Listen to this track by St. Catharines Ontario favourite son and effortlessly awesome singer-songwriter Ron Sexsmith, with his former collective known as The Uncool – Steve Charles on bass, and Don Kerr on drums and backing vocals. It’s “Don’t Mind Losing”, a jubilant Moondance-era Van The Man style acoustic soul-pop gem as taken from his 1991 independently released album Grand Opera Lane.

The song, and the album off of which it comes exists as something of a prequel to his major label debut Ron Sexsmith in 1995. You can hear the decidedly different tone and approach to presentation and style characterized by more overt soul and rockabilly references.

Ron Sexsmith had spent some time living in rural Quebec, letting his dream of becoming a songwriter steep while mapping out how he was going to pay for his life in the meantime. While working out how to bring his talent to the table of the music industry, he had a wife and newborn son in tow, with a daughter soon to join them by the end of the 1980s. So, in returning to St Catharines, and then to Toronto, he had to secure a day job as a courier, wondering if his real calling as a songwriter and musician would ever really come to fruition.

It’s a pretty common tale, many versions of which we’ll never get to hear from songwriters who never found their path.

With that in mind, never has a song about feeling set upon by circumstance and existential despair sounded so bright and bouncy, gleaming with horns, a seriously groovy bassline, and ecstatic backing vocals.  But, in all of that aural joy, where does it connect with where Sexsmith was going as a professional musician?

While working full-time, and maintaining family life as best he could, Sexsmith became involved in the vibrant open-stage community in Toronto, including Fat Albert’s where I myself attended shows in the early ’90s when I was a student, since they were free and I had no money. On hand on that scene was Bob Wiseman, who also was the keyboardist for major label outfit and Alt-Country forseers Blue Rodeo, and with whom Sexsmith would work on sessions for a record.

Illustration: John Gushue Dot Dot Dot (click to read his post)

At this point in the early ’90s before the age of streaming and the Internet, the way indie musicians got their music out other than through rigourous live playing, was in the production of cheaply made cassettes that were distributed on a sort of guerrilla marketing level. International chart botherers Barenaked Ladies who came out of similar origins in Toronto began in this very vein around that same time, with their celebrated “yellow tape” EP. Grand Opera Lane was Sexsmith’s answer to that strategy.

In working with Bob Wiseman who served as producer, and in having Blue Rodeo singer, guitarist, and songwriter Greg Keelor as a guest on one song (“Gonna Get What’s Mine”), it was hoped that the record would gain the attention of the majors. But, it wouldn’t happen – at least not with Grand Opera Lane. Even if wider recognition would be delayed, Sexsmith would still proceed to reveal his talent for compelling lyrical ideas and catchy melodies on this album. And “Don’t Mind Losing” is a prime example.
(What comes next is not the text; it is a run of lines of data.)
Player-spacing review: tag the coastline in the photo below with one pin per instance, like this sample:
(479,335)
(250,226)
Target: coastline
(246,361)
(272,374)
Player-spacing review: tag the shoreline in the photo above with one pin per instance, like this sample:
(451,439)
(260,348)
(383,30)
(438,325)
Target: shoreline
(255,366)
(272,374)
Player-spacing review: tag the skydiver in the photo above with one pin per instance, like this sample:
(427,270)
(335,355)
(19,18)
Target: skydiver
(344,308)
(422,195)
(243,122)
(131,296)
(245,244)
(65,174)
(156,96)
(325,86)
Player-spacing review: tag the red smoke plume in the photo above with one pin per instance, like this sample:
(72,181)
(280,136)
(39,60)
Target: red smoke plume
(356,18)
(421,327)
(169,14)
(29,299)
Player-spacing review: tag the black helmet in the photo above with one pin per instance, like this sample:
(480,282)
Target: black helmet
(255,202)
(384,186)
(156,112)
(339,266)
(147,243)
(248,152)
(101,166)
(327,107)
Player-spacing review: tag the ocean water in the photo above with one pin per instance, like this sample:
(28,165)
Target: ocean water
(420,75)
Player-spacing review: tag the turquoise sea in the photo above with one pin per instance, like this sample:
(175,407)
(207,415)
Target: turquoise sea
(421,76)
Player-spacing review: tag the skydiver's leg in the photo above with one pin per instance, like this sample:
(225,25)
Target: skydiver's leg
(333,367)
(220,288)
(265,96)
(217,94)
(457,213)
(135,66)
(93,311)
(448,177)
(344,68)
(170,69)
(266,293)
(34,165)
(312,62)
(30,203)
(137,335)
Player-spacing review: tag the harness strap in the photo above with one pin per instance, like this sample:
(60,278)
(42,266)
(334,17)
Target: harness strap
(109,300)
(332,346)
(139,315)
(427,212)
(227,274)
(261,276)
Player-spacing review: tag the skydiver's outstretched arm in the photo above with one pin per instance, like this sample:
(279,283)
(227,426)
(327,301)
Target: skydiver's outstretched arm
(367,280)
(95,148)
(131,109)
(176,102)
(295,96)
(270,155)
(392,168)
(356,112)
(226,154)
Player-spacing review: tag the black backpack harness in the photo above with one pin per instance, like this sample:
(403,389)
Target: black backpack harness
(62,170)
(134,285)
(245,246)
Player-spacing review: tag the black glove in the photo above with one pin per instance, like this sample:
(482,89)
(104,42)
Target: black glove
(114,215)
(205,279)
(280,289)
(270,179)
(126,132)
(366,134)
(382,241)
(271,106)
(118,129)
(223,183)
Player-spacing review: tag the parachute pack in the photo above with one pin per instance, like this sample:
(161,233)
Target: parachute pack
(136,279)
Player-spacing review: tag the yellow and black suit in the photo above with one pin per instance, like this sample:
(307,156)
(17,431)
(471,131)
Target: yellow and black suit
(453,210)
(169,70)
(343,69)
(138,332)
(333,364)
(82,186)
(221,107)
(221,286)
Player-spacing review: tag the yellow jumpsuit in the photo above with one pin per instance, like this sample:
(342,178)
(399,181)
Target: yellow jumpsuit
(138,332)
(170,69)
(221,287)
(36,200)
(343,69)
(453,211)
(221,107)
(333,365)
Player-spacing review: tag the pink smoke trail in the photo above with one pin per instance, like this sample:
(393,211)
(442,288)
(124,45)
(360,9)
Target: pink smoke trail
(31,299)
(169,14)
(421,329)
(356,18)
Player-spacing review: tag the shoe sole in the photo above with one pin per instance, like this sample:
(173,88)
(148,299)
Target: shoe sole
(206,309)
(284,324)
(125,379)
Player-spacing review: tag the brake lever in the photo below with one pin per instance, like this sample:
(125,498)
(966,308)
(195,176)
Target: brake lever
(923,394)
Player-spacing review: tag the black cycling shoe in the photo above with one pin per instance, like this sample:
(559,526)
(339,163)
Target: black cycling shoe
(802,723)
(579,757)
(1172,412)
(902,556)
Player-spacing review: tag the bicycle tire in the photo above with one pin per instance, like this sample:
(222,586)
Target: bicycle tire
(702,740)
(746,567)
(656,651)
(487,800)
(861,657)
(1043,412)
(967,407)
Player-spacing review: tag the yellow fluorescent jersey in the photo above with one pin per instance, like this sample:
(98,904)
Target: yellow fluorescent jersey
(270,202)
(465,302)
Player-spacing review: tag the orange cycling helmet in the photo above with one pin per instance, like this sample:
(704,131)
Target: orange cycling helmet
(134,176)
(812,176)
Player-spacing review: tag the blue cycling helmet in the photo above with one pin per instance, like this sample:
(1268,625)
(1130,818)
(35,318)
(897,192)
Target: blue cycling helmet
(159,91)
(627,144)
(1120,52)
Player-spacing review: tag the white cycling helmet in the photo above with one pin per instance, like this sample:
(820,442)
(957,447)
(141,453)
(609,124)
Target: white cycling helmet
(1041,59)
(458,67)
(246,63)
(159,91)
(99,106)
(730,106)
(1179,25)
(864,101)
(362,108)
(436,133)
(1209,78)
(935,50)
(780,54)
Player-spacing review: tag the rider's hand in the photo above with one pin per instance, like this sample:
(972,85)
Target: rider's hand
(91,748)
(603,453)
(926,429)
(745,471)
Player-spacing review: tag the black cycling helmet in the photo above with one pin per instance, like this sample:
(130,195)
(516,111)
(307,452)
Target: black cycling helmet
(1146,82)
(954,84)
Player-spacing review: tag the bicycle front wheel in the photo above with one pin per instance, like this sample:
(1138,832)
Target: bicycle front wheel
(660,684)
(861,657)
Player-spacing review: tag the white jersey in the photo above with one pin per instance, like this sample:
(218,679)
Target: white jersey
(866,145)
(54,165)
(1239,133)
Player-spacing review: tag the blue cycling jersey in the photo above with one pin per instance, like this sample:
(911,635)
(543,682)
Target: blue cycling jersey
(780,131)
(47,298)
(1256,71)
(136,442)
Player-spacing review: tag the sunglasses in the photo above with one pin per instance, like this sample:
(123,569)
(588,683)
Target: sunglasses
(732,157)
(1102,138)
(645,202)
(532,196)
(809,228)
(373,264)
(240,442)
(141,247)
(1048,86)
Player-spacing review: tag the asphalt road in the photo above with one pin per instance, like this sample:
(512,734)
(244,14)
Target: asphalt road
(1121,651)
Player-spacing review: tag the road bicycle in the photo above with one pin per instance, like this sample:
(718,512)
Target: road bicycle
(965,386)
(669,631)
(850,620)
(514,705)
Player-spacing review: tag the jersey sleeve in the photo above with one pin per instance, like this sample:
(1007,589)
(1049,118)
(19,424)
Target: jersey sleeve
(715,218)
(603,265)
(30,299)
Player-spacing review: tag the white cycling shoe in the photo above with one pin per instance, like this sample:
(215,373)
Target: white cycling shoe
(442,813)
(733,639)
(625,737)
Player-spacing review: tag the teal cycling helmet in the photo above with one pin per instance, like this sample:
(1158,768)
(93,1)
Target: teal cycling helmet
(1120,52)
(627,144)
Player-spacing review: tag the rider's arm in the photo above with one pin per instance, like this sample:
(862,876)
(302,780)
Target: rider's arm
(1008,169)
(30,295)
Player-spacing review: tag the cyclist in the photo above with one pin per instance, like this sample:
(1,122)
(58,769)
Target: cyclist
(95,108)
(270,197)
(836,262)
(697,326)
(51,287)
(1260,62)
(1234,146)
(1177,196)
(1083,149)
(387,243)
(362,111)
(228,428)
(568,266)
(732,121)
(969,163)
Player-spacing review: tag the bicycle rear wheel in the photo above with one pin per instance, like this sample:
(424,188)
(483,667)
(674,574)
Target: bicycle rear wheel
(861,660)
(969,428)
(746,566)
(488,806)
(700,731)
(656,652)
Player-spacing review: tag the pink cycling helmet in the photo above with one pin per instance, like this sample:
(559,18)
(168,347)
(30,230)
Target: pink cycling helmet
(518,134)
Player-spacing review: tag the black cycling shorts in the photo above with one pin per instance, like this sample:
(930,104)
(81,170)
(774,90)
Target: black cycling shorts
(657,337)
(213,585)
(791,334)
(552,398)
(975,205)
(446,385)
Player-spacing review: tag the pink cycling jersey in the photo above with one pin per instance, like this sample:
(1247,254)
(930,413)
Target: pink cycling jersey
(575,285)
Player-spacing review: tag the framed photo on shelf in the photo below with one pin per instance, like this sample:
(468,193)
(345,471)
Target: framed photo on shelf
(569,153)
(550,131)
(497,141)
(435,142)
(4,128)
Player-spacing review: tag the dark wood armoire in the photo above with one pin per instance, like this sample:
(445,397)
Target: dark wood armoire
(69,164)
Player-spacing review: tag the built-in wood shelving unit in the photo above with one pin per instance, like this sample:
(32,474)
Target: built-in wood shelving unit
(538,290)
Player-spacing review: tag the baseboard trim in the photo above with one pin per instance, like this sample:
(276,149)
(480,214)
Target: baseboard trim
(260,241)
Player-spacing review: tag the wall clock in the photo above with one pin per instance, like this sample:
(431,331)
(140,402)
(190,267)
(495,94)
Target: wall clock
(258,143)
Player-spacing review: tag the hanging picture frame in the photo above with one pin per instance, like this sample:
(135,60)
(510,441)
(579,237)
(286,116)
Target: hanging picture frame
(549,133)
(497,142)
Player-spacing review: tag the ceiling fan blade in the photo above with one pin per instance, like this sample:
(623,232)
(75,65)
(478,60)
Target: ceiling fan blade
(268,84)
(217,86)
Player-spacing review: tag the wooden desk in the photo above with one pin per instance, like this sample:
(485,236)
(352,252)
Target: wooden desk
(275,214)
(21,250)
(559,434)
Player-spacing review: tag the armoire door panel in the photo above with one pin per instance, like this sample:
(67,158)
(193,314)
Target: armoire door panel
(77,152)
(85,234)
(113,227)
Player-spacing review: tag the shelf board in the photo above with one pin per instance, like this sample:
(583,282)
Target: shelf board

The song’s lyrics are decidedly downbeat. Yet, the music is defiantly contrary, a party tune with sadness and frustration hidden away behind a smile. It’s no wonder Elvis Costello, among others, would become a fan. And even if Sexsmith was working in a more straight-ahead rock ‘n’ roll vein on this song, and on many of the other songs on the album, songs like “Trains”, and of course an early version of “Speaking With the Angel” would point in the direction that was calling him to become recognized as one of the most gifted songwriters our country has yet produced.

For more information about this song and the other songs on the album, check out the excellent short sleeve notes on Grand Opera Lane, written by Ron Sexsmith himself.

And just as we wished David Bowie a happy birthday this past January 8th, we wish the same for Ron, who was also born on that date (along with Elvis Presley, no less).